After days go by with no headway on the police investigation into the disappearance, Matt decides to take matters into his own hands, uncovering a series of strange photoshopped images on Lauren’s cloud drive, proving irrefutably that she was drawn to the legend of Slender Man. Given how the stories go—that any attention given to Slender Man is in fact a foolhardy way to summon the creature or draw its notice—Matt believes his friend is in serious danger, and the terrifying dreams he has almost nightly seem to confirm his bad feelings.
Due to its format, I suspect Slender Man will not be a book for everybody, and if you have struggled with epistolary novels in the past, it’s possible you may run into similar issues with this one. The style itself is limiting in certain situations, especially when the story calls for descriptive action. Often you end up with awkward moments where the character resorts to oral dictation and info-dumping, ludicrously stating out everything he/she is doing, and we have a few instances of this here where the forced narrative pulled me out of the immersion. One other thing to note is that the book is very Young Adult-oriented—which may end up being a disappointment to those who were hoping for a good scare out of this. Slender Man is at times deeply atmospheric and plays with your mind a bit, but for a horror novel, I did not find it scary or even that creepy.

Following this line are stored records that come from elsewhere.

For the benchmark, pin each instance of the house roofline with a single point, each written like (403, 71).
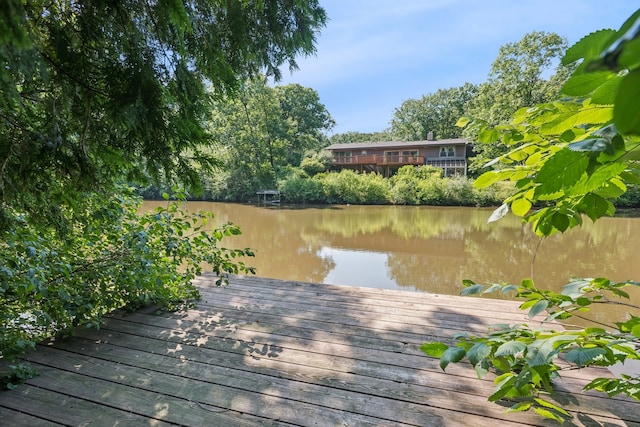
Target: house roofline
(398, 144)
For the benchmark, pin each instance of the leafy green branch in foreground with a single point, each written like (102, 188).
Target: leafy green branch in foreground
(527, 360)
(111, 256)
(569, 159)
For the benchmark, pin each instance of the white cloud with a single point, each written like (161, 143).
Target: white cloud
(374, 54)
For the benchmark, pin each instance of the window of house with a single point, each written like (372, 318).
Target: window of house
(342, 156)
(447, 152)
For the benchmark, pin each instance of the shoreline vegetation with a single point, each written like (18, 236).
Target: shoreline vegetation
(422, 185)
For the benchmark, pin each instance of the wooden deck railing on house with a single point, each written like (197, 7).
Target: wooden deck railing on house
(378, 160)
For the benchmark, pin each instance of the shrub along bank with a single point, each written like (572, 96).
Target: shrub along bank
(410, 186)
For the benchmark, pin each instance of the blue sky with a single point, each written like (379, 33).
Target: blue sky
(374, 54)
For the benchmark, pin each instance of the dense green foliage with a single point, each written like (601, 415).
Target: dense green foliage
(99, 93)
(410, 186)
(437, 113)
(568, 159)
(347, 137)
(263, 131)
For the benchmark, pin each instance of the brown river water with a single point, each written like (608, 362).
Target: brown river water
(424, 249)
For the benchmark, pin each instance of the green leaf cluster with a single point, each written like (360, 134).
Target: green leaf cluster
(99, 93)
(574, 156)
(112, 257)
(567, 159)
(527, 360)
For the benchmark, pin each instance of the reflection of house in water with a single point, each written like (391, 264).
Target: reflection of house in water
(450, 155)
(436, 247)
(385, 260)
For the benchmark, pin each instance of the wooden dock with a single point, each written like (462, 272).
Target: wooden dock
(268, 352)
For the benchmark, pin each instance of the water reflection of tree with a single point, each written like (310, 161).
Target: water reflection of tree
(280, 239)
(429, 249)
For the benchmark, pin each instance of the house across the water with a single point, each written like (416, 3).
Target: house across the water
(450, 155)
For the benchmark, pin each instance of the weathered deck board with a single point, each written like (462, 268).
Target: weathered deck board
(268, 352)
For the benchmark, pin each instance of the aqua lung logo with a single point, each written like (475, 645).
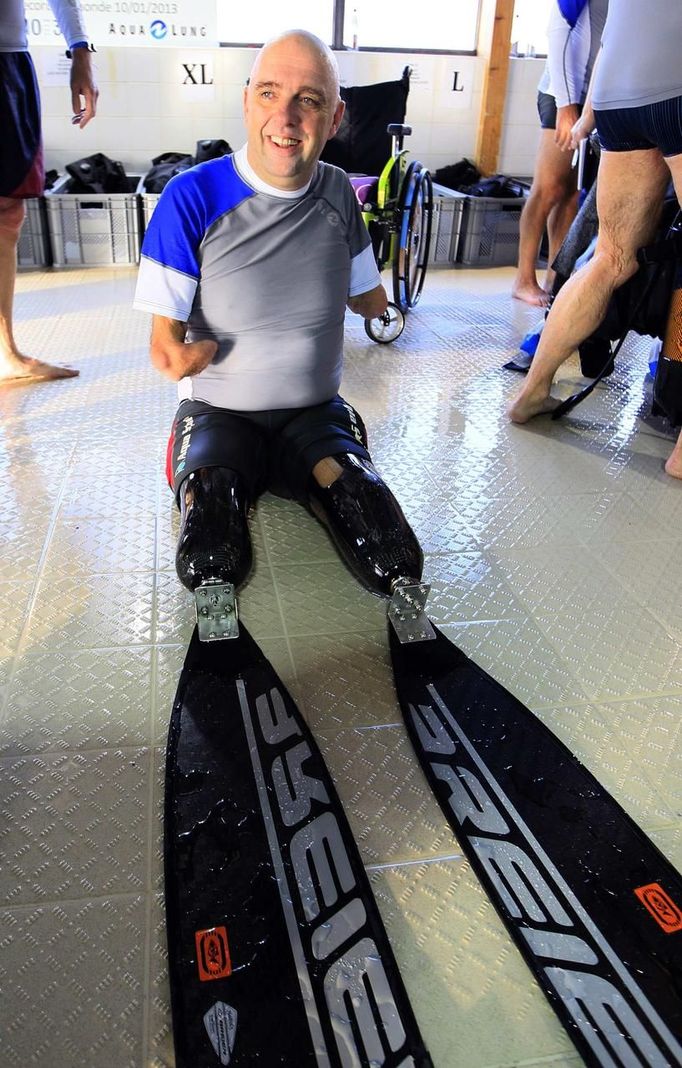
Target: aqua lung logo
(606, 1006)
(347, 991)
(158, 30)
(188, 424)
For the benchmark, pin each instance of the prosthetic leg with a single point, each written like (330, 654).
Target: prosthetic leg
(213, 550)
(374, 539)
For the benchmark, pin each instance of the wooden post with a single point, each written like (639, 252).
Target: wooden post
(494, 43)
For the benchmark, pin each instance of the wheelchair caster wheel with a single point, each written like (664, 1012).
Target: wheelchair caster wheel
(385, 328)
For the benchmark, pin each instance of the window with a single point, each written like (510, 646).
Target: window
(426, 25)
(242, 24)
(391, 25)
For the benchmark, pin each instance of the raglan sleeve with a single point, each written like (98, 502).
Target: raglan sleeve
(170, 263)
(569, 40)
(69, 17)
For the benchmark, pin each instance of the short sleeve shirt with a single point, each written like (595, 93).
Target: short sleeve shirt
(265, 275)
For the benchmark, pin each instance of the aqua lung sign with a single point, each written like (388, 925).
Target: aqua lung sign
(123, 24)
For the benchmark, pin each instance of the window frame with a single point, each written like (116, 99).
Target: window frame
(338, 18)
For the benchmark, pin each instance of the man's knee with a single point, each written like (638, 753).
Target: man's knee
(367, 523)
(614, 264)
(213, 544)
(12, 213)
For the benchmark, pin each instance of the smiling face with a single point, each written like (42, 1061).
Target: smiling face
(291, 108)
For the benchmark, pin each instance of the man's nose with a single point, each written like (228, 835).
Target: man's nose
(288, 112)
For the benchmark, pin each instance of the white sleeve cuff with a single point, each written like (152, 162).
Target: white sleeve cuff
(364, 273)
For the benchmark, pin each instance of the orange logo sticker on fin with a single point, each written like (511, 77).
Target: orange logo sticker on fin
(212, 954)
(661, 906)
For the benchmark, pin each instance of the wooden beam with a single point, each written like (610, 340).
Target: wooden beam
(494, 44)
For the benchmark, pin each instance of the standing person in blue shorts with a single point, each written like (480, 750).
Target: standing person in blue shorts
(21, 168)
(573, 40)
(248, 266)
(637, 107)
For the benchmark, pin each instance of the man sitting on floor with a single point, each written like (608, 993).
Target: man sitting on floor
(248, 265)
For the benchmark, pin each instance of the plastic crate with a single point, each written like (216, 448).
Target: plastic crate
(148, 201)
(34, 249)
(93, 230)
(448, 206)
(490, 231)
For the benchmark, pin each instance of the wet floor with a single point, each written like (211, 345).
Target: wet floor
(553, 552)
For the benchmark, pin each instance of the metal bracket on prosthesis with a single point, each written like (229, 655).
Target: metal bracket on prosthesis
(407, 613)
(217, 617)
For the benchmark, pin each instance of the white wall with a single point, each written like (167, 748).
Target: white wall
(146, 109)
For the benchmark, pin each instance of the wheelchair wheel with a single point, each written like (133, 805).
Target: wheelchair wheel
(385, 328)
(415, 209)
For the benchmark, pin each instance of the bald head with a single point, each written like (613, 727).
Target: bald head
(318, 51)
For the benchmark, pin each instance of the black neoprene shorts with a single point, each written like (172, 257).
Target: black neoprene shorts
(271, 450)
(21, 169)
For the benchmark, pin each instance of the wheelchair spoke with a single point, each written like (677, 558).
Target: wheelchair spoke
(414, 231)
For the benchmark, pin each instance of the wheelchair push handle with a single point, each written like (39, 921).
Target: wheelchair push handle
(398, 131)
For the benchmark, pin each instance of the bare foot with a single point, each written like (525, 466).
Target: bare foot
(673, 462)
(18, 368)
(529, 404)
(530, 293)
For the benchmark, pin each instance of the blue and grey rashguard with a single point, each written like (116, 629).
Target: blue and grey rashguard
(265, 273)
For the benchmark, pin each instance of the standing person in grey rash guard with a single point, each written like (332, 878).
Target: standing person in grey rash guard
(636, 99)
(248, 265)
(21, 168)
(573, 42)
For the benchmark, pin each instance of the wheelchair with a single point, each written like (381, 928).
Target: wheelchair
(397, 205)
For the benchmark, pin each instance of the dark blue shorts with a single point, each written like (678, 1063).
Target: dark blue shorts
(21, 169)
(546, 111)
(271, 450)
(652, 126)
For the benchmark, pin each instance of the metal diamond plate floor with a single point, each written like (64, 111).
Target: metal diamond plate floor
(553, 553)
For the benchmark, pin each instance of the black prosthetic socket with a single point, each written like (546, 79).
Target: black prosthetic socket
(368, 527)
(213, 544)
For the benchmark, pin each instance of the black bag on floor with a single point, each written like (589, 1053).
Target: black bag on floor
(457, 175)
(211, 150)
(496, 185)
(163, 168)
(97, 174)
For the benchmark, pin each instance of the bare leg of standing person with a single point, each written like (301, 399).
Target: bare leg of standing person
(553, 197)
(15, 366)
(673, 464)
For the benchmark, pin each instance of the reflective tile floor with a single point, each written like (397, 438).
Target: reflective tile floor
(554, 558)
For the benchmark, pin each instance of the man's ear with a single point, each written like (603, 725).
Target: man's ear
(338, 114)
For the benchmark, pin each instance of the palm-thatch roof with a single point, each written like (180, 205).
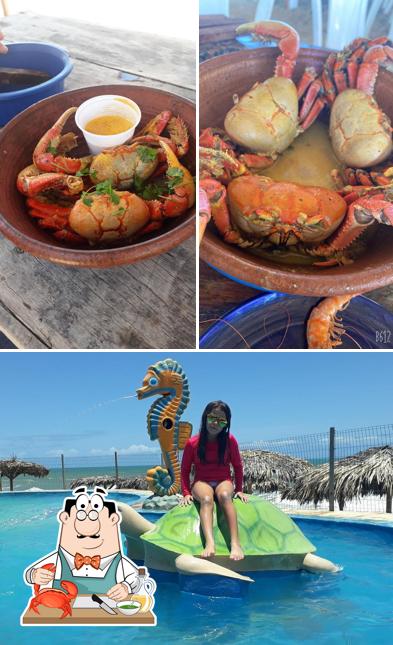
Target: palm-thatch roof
(107, 481)
(13, 467)
(267, 471)
(368, 472)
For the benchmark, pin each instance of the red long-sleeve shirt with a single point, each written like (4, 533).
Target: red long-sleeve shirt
(212, 470)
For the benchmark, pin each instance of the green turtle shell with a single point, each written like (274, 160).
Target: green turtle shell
(263, 530)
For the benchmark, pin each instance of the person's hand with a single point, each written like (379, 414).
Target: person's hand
(118, 592)
(3, 50)
(242, 496)
(187, 499)
(42, 576)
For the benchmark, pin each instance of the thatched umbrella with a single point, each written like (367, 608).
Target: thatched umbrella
(107, 481)
(267, 471)
(13, 467)
(368, 472)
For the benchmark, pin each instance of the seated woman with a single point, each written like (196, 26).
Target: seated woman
(211, 452)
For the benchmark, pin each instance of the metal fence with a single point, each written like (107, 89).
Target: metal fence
(338, 457)
(353, 456)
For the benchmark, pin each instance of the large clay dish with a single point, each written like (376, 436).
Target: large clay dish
(220, 79)
(17, 142)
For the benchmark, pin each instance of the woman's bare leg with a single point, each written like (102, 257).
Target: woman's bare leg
(224, 492)
(204, 494)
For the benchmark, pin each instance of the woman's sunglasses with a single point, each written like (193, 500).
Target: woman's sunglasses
(221, 422)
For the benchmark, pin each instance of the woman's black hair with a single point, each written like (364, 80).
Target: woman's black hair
(222, 438)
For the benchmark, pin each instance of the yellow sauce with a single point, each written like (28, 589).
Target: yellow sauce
(309, 160)
(109, 124)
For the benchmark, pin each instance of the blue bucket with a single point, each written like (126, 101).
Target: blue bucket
(39, 56)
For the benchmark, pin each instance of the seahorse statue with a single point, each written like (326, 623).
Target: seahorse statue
(167, 379)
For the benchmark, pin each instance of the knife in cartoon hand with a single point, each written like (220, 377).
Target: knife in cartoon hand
(103, 604)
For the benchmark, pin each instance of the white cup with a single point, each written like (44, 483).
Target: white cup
(107, 104)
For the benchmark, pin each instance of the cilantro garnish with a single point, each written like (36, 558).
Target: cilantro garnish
(175, 177)
(103, 188)
(85, 172)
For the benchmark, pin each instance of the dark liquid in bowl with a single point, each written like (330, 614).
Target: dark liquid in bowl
(14, 80)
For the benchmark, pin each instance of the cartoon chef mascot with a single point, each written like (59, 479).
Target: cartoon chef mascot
(89, 550)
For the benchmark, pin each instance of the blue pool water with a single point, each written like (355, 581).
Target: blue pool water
(353, 606)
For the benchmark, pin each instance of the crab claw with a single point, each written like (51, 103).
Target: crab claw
(45, 155)
(361, 213)
(288, 42)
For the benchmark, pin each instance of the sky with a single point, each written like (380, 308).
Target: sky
(70, 402)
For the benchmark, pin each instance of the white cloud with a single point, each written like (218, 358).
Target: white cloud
(134, 449)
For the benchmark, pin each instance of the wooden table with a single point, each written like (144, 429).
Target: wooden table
(146, 305)
(50, 616)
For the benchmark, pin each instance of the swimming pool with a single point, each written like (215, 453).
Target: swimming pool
(353, 606)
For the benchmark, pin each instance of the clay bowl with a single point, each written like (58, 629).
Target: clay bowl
(17, 142)
(235, 73)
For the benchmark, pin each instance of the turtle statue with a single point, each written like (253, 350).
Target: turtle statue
(269, 538)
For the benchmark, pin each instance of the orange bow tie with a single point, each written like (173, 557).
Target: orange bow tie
(80, 560)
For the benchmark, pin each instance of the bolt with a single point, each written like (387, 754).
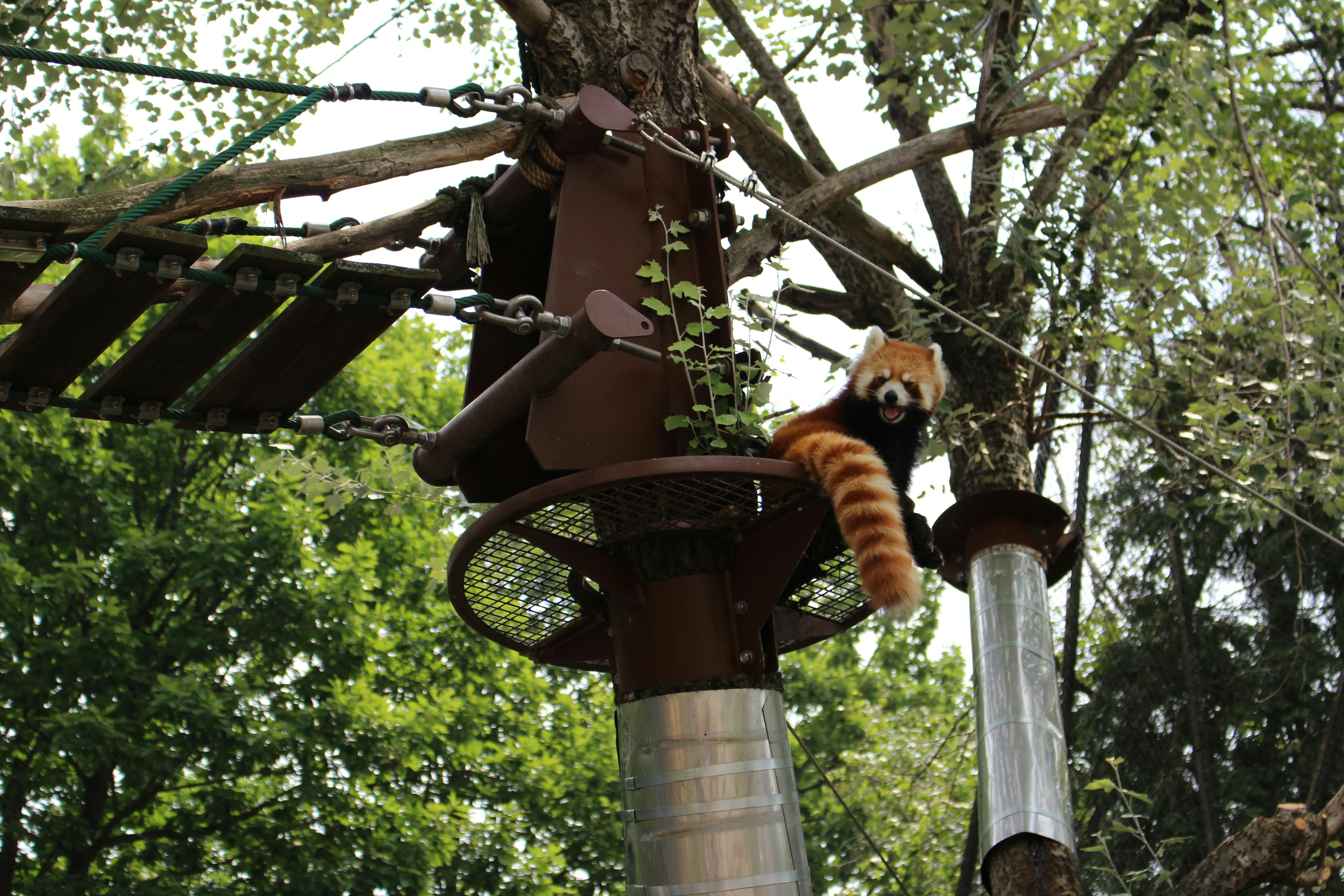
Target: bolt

The characters’ personalities also fit in with the overall YA tone of the story, so expect a certain level of teen angst and other genre clichés like disdainful attitudes towards healthcare workers and law enforcement (or just adults in general).
Despite these caveats, I did have a good time reading the book. While the epistolary style does not always lend itself well to character development, I thought the author did a good job painting Matt Barker as a convincing and sympathetic figure, due to the fact his journal entries make up the bulk of the novel. Matt’s emotional state is strongly felt in these entries; we get a good depiction of his confusion, the genuine concern for Lauren, as well as the crushing sense of helplessness and fear as he realizes what he must do to save her. I also enjoyed the creative use of documentation to tell the story, not to mention the sheer variety of sources ranging from newspaper clippings to the Riley school letters sent out to faculty and parents, and even snippets from Whatsapp group chats and Reddit discussion forums. I thought they were a nice touch to give the situation a more “authentic” feel, and the eclectic mix also made this a super quick and addictive read.
All too soon, the book was over, and honestly, if I have one complaint about the ending, it’s that it felt rushed and the conclusion was left a little too open. But for a story of this nature about Slender Man, perhaps there was no other way around this issue. The character became a horror phenomenon precisely because of the mystery and ambiguity surrounding its motives, and the novel’s ending seems to reflect this limitless potential for speculation and the role of reader imagination. If you don’t mind the vagueness, then you’ll probably enjoy the enigma, and certainly the unknowns added greatly to the general atmosphere of the story, which was top-notch and was a counterpoint to some of the book’s minor weaknesses. Overall a fast and fun read if you’re looking for a bit of mood reading for the spooky season!